TerraForm Power Believes It Has Sufficient Liquidity to Operate
Comment of the Day

April 22 2016

Commentary by Eoin Treacy

TerraForm Power Believes It Has Sufficient Liquidity to Operate

This note by Will Daley for Bloomberg may be of interest to subscribers. 

Even if some SUNE obligations are not fulfilled, TERP expects to continue operating

Defaults may now exist under many of TERP’s non-recourse project-debt financing pacts (or such defaults may arise in the future) due to SUNE bankruptcy filing, delays in preparation of audited financial statements

Defaults “are generally curable"; TERP will work with its project lenders to obtain waivers and/or forbearance agreements

No assurances can be given that waivers, forbearance agreements will be obtained

 

Eoin Treacy's view

SunEdison rallied impressively from its 2012 lows following the adoption of a quickstep leveraged strategy aimed at acquiring or building solar energy power plants while simultaneously divesting of the completed assets into two MLPs. This saddled the parent with the risk of acquisition and building without holding onto the residual cash flows from a working utility once completed. The strategy was predicated on the rapid pace of solar installations persisting indefinitely. They do not appear to have factored in the role a drop in oil prices would have on that business model. 

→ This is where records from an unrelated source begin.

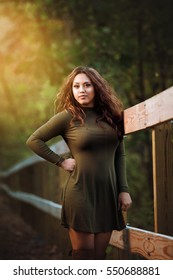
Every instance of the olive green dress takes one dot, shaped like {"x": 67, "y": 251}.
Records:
{"x": 90, "y": 196}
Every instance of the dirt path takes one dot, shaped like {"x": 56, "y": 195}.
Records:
{"x": 18, "y": 241}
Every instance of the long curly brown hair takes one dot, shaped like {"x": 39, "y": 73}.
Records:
{"x": 107, "y": 105}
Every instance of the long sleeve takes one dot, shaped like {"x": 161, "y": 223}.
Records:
{"x": 57, "y": 125}
{"x": 120, "y": 168}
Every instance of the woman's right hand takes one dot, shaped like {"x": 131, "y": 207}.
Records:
{"x": 68, "y": 164}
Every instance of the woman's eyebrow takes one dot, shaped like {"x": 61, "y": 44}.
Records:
{"x": 86, "y": 82}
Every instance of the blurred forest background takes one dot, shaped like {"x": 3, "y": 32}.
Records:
{"x": 130, "y": 42}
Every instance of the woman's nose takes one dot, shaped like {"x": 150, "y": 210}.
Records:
{"x": 82, "y": 89}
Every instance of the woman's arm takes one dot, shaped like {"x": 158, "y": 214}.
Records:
{"x": 57, "y": 125}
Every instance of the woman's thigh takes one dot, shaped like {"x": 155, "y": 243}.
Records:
{"x": 101, "y": 243}
{"x": 81, "y": 240}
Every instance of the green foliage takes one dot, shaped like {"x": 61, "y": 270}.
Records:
{"x": 129, "y": 42}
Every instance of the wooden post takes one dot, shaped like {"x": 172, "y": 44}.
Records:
{"x": 163, "y": 178}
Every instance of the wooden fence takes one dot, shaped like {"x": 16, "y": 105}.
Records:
{"x": 33, "y": 182}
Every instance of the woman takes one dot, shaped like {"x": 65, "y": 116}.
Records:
{"x": 89, "y": 119}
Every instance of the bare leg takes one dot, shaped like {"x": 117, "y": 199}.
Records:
{"x": 101, "y": 243}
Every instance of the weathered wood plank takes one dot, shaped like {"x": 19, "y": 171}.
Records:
{"x": 162, "y": 148}
{"x": 154, "y": 110}
{"x": 151, "y": 245}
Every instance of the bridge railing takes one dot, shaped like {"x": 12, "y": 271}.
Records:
{"x": 39, "y": 184}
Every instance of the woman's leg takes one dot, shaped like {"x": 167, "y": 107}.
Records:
{"x": 82, "y": 245}
{"x": 101, "y": 243}
{"x": 88, "y": 245}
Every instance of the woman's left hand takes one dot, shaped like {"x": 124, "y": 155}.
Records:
{"x": 124, "y": 201}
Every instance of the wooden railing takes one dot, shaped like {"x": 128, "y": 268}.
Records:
{"x": 28, "y": 181}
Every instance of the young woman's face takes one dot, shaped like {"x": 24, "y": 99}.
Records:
{"x": 83, "y": 90}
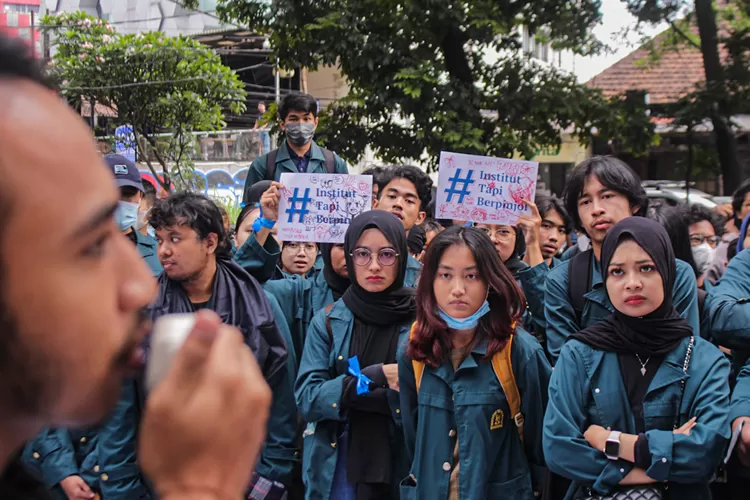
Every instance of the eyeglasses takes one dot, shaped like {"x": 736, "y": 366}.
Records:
{"x": 698, "y": 239}
{"x": 502, "y": 234}
{"x": 294, "y": 247}
{"x": 386, "y": 257}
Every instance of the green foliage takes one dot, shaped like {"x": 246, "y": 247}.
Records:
{"x": 157, "y": 84}
{"x": 433, "y": 75}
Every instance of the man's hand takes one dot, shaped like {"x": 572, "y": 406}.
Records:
{"x": 269, "y": 201}
{"x": 76, "y": 488}
{"x": 206, "y": 422}
{"x": 743, "y": 443}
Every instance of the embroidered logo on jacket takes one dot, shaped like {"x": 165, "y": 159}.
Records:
{"x": 496, "y": 422}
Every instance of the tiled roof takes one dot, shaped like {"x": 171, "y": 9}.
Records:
{"x": 667, "y": 80}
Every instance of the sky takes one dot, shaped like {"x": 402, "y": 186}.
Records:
{"x": 615, "y": 17}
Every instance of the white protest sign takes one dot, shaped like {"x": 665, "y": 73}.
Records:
{"x": 483, "y": 189}
{"x": 320, "y": 207}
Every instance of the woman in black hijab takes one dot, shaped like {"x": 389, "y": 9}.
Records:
{"x": 638, "y": 400}
{"x": 348, "y": 380}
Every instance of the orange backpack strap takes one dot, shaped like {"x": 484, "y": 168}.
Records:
{"x": 503, "y": 366}
{"x": 417, "y": 366}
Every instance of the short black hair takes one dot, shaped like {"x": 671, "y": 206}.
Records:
{"x": 547, "y": 203}
{"x": 692, "y": 214}
{"x": 378, "y": 174}
{"x": 416, "y": 176}
{"x": 297, "y": 102}
{"x": 614, "y": 174}
{"x": 195, "y": 211}
{"x": 738, "y": 198}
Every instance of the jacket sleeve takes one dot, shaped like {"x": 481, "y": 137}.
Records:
{"x": 318, "y": 395}
{"x": 280, "y": 452}
{"x": 694, "y": 458}
{"x": 409, "y": 403}
{"x": 340, "y": 165}
{"x": 533, "y": 284}
{"x": 728, "y": 305}
{"x": 117, "y": 447}
{"x": 259, "y": 261}
{"x": 566, "y": 450}
{"x": 535, "y": 372}
{"x": 558, "y": 311}
{"x": 685, "y": 295}
{"x": 51, "y": 453}
{"x": 741, "y": 395}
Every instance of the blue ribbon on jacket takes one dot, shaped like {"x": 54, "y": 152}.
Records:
{"x": 363, "y": 381}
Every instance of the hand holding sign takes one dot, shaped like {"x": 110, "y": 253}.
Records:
{"x": 483, "y": 189}
{"x": 320, "y": 207}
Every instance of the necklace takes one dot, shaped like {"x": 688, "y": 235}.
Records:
{"x": 643, "y": 364}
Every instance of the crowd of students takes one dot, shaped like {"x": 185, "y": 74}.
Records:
{"x": 415, "y": 360}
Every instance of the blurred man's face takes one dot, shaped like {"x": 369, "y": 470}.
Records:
{"x": 71, "y": 294}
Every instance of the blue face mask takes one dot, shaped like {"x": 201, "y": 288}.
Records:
{"x": 126, "y": 215}
{"x": 465, "y": 323}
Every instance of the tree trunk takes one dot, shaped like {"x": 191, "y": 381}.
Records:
{"x": 726, "y": 144}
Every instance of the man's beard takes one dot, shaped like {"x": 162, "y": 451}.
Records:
{"x": 25, "y": 384}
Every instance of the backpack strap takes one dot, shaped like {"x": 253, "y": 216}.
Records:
{"x": 503, "y": 367}
{"x": 330, "y": 161}
{"x": 328, "y": 310}
{"x": 579, "y": 281}
{"x": 418, "y": 366}
{"x": 271, "y": 165}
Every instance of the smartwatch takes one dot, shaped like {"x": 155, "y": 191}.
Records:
{"x": 612, "y": 448}
{"x": 262, "y": 222}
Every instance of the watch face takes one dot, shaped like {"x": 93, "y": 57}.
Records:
{"x": 612, "y": 449}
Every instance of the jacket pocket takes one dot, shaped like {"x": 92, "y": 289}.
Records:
{"x": 515, "y": 489}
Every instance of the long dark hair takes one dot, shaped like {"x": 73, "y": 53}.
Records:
{"x": 432, "y": 341}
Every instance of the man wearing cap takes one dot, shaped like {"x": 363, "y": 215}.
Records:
{"x": 129, "y": 181}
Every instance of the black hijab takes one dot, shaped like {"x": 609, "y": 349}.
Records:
{"x": 515, "y": 262}
{"x": 655, "y": 334}
{"x": 338, "y": 284}
{"x": 396, "y": 303}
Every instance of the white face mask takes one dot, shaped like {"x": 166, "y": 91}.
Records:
{"x": 703, "y": 255}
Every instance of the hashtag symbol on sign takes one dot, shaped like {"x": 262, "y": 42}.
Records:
{"x": 465, "y": 182}
{"x": 301, "y": 210}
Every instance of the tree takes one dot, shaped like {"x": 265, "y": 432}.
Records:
{"x": 165, "y": 88}
{"x": 433, "y": 75}
{"x": 725, "y": 89}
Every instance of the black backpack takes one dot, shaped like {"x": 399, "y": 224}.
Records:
{"x": 271, "y": 163}
{"x": 579, "y": 281}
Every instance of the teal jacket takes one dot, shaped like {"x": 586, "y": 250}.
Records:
{"x": 55, "y": 454}
{"x": 465, "y": 405}
{"x": 587, "y": 389}
{"x": 318, "y": 394}
{"x": 148, "y": 248}
{"x": 284, "y": 163}
{"x": 561, "y": 321}
{"x": 728, "y": 306}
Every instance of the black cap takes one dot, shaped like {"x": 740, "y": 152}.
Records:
{"x": 125, "y": 171}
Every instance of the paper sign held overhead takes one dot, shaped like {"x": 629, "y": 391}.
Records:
{"x": 320, "y": 207}
{"x": 483, "y": 189}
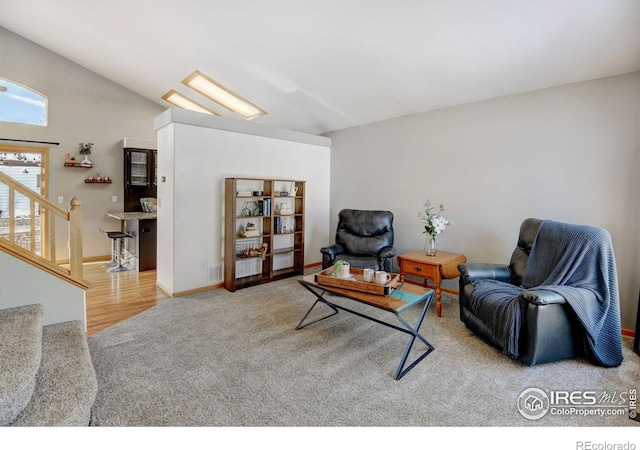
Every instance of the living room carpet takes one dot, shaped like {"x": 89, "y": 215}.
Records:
{"x": 235, "y": 359}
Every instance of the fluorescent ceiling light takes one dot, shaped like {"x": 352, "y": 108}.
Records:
{"x": 221, "y": 95}
{"x": 183, "y": 102}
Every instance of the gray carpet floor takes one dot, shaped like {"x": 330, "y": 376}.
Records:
{"x": 222, "y": 359}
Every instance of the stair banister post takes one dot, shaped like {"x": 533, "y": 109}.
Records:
{"x": 75, "y": 238}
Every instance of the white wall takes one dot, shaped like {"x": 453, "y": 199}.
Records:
{"x": 83, "y": 107}
{"x": 22, "y": 284}
{"x": 196, "y": 152}
{"x": 569, "y": 154}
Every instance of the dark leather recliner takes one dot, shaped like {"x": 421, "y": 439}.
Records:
{"x": 549, "y": 331}
{"x": 364, "y": 239}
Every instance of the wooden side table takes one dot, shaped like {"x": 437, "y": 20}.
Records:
{"x": 435, "y": 268}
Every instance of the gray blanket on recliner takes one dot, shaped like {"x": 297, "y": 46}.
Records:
{"x": 577, "y": 262}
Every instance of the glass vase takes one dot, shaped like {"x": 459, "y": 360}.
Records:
{"x": 430, "y": 246}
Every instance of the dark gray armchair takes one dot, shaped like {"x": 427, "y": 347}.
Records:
{"x": 557, "y": 299}
{"x": 364, "y": 238}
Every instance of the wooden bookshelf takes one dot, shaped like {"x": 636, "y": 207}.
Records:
{"x": 275, "y": 208}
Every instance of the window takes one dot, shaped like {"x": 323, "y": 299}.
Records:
{"x": 19, "y": 104}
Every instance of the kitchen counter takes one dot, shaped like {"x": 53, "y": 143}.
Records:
{"x": 133, "y": 215}
{"x": 141, "y": 247}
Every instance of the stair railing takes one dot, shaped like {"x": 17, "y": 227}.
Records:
{"x": 33, "y": 235}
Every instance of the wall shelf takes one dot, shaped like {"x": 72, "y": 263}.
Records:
{"x": 97, "y": 182}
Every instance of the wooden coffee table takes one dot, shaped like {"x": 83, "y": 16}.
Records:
{"x": 435, "y": 268}
{"x": 399, "y": 300}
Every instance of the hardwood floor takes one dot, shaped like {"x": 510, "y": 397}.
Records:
{"x": 114, "y": 297}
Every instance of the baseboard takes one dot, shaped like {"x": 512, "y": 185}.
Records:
{"x": 308, "y": 266}
{"x": 86, "y": 259}
{"x": 190, "y": 291}
{"x": 629, "y": 333}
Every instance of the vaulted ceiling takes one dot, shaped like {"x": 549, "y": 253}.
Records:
{"x": 324, "y": 65}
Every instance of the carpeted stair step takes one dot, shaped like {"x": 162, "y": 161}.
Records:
{"x": 66, "y": 384}
{"x": 20, "y": 355}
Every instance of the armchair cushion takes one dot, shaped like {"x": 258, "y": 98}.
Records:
{"x": 364, "y": 238}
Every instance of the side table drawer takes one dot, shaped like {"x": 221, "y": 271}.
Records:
{"x": 419, "y": 270}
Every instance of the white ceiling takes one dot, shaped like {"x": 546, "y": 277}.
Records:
{"x": 324, "y": 65}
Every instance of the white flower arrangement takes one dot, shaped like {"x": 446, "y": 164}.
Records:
{"x": 434, "y": 223}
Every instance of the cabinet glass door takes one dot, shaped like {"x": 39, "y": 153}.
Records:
{"x": 139, "y": 169}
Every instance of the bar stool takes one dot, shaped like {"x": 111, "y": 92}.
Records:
{"x": 117, "y": 251}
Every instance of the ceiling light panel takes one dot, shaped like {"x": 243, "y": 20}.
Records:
{"x": 221, "y": 95}
{"x": 177, "y": 99}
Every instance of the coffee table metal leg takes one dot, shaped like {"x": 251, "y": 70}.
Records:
{"x": 401, "y": 371}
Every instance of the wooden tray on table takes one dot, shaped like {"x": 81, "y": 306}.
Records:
{"x": 356, "y": 282}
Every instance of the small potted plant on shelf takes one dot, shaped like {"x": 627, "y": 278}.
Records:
{"x": 341, "y": 269}
{"x": 85, "y": 149}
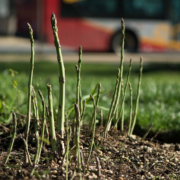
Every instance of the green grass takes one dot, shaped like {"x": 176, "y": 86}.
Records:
{"x": 159, "y": 99}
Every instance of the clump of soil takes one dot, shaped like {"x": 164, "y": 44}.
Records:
{"x": 120, "y": 157}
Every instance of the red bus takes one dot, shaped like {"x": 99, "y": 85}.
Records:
{"x": 151, "y": 25}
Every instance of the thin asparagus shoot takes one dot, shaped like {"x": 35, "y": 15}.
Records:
{"x": 13, "y": 137}
{"x": 94, "y": 119}
{"x": 83, "y": 110}
{"x": 122, "y": 111}
{"x": 36, "y": 122}
{"x": 26, "y": 149}
{"x": 61, "y": 107}
{"x": 138, "y": 94}
{"x": 95, "y": 107}
{"x": 130, "y": 112}
{"x": 123, "y": 97}
{"x": 67, "y": 146}
{"x": 51, "y": 119}
{"x": 108, "y": 121}
{"x": 77, "y": 136}
{"x": 121, "y": 73}
{"x": 78, "y": 87}
{"x": 29, "y": 89}
{"x": 98, "y": 167}
{"x": 43, "y": 123}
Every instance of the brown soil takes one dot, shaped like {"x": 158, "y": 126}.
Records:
{"x": 120, "y": 157}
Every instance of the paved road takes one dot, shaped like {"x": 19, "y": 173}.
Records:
{"x": 18, "y": 49}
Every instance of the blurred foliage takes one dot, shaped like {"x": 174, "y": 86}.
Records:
{"x": 159, "y": 99}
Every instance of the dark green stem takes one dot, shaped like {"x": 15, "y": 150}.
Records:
{"x": 61, "y": 107}
{"x": 138, "y": 94}
{"x": 29, "y": 88}
{"x": 51, "y": 119}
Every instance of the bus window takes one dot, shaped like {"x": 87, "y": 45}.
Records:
{"x": 144, "y": 9}
{"x": 91, "y": 8}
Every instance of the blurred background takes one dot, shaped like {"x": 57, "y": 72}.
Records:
{"x": 152, "y": 26}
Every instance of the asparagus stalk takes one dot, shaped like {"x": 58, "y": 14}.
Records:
{"x": 94, "y": 119}
{"x": 77, "y": 136}
{"x": 121, "y": 72}
{"x": 98, "y": 167}
{"x": 51, "y": 119}
{"x": 26, "y": 149}
{"x": 130, "y": 112}
{"x": 95, "y": 107}
{"x": 108, "y": 121}
{"x": 43, "y": 123}
{"x": 61, "y": 80}
{"x": 83, "y": 110}
{"x": 13, "y": 137}
{"x": 47, "y": 131}
{"x": 138, "y": 94}
{"x": 29, "y": 89}
{"x": 123, "y": 98}
{"x": 67, "y": 147}
{"x": 78, "y": 88}
{"x": 36, "y": 122}
{"x": 38, "y": 153}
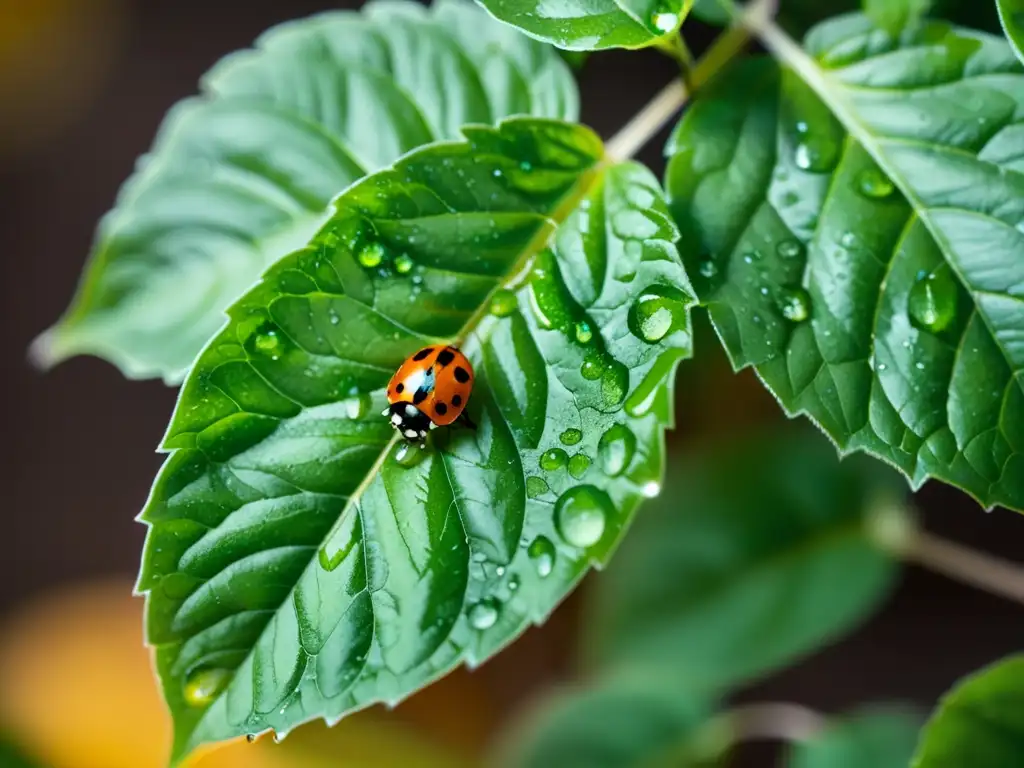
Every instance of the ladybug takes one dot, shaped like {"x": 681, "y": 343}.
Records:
{"x": 429, "y": 390}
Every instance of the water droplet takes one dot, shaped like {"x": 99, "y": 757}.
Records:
{"x": 409, "y": 455}
{"x": 371, "y": 255}
{"x": 269, "y": 343}
{"x": 503, "y": 303}
{"x": 570, "y": 436}
{"x": 581, "y": 513}
{"x": 204, "y": 685}
{"x": 665, "y": 22}
{"x": 788, "y": 249}
{"x": 658, "y": 311}
{"x": 816, "y": 154}
{"x": 873, "y": 183}
{"x": 542, "y": 554}
{"x": 591, "y": 369}
{"x": 583, "y": 332}
{"x": 579, "y": 465}
{"x": 615, "y": 449}
{"x": 537, "y": 486}
{"x": 614, "y": 383}
{"x": 483, "y": 614}
{"x": 553, "y": 459}
{"x": 795, "y": 303}
{"x": 932, "y": 301}
{"x": 403, "y": 263}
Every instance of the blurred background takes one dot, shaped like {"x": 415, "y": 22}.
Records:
{"x": 83, "y": 87}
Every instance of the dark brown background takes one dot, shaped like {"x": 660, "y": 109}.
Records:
{"x": 78, "y": 442}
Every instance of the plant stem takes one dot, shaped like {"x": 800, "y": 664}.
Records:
{"x": 962, "y": 563}
{"x": 638, "y": 131}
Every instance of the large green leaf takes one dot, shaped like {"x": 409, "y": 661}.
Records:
{"x": 243, "y": 174}
{"x": 758, "y": 552}
{"x": 979, "y": 723}
{"x": 635, "y": 720}
{"x": 594, "y": 25}
{"x": 296, "y": 549}
{"x": 1012, "y": 18}
{"x": 879, "y": 736}
{"x": 861, "y": 242}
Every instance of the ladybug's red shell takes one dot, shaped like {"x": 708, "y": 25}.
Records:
{"x": 437, "y": 380}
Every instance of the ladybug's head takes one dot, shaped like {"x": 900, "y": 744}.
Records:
{"x": 412, "y": 423}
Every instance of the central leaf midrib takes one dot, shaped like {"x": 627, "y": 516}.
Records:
{"x": 815, "y": 77}
{"x": 588, "y": 179}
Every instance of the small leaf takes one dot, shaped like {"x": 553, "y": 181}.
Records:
{"x": 243, "y": 174}
{"x": 1012, "y": 18}
{"x": 894, "y": 15}
{"x": 318, "y": 566}
{"x": 594, "y": 25}
{"x": 979, "y": 723}
{"x": 879, "y": 736}
{"x": 757, "y": 553}
{"x": 863, "y": 255}
{"x": 620, "y": 721}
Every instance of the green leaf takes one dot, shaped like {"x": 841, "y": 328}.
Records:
{"x": 979, "y": 723}
{"x": 861, "y": 242}
{"x": 594, "y": 25}
{"x": 895, "y": 15}
{"x": 880, "y": 736}
{"x": 1012, "y": 18}
{"x": 620, "y": 721}
{"x": 244, "y": 173}
{"x": 300, "y": 563}
{"x": 758, "y": 552}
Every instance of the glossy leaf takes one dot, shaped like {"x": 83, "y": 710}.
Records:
{"x": 300, "y": 563}
{"x": 863, "y": 255}
{"x": 979, "y": 723}
{"x": 894, "y": 15}
{"x": 594, "y": 25}
{"x": 243, "y": 174}
{"x": 1012, "y": 18}
{"x": 619, "y": 721}
{"x": 880, "y": 736}
{"x": 756, "y": 553}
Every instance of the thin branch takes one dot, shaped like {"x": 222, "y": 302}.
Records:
{"x": 962, "y": 563}
{"x": 632, "y": 136}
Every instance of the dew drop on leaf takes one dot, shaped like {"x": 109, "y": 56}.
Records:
{"x": 579, "y": 465}
{"x": 537, "y": 486}
{"x": 615, "y": 450}
{"x": 204, "y": 685}
{"x": 580, "y": 515}
{"x": 503, "y": 303}
{"x": 795, "y": 303}
{"x": 872, "y": 182}
{"x": 483, "y": 614}
{"x": 932, "y": 301}
{"x": 403, "y": 263}
{"x": 788, "y": 249}
{"x": 553, "y": 459}
{"x": 371, "y": 255}
{"x": 570, "y": 436}
{"x": 542, "y": 554}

The question now is will Terraform Global (GLBL) and Terraform Power (FERP) be able to survive when one of the primary sources of liquidity has disappeared. Their chart patterns exhibit base formation characteristics which suggests at least some investors are willing to give them the benefit of the doubt. Continued support building is going to depend on whether they can sustain their dividends which at 14.4% and 13% respectively might be hard to achieve.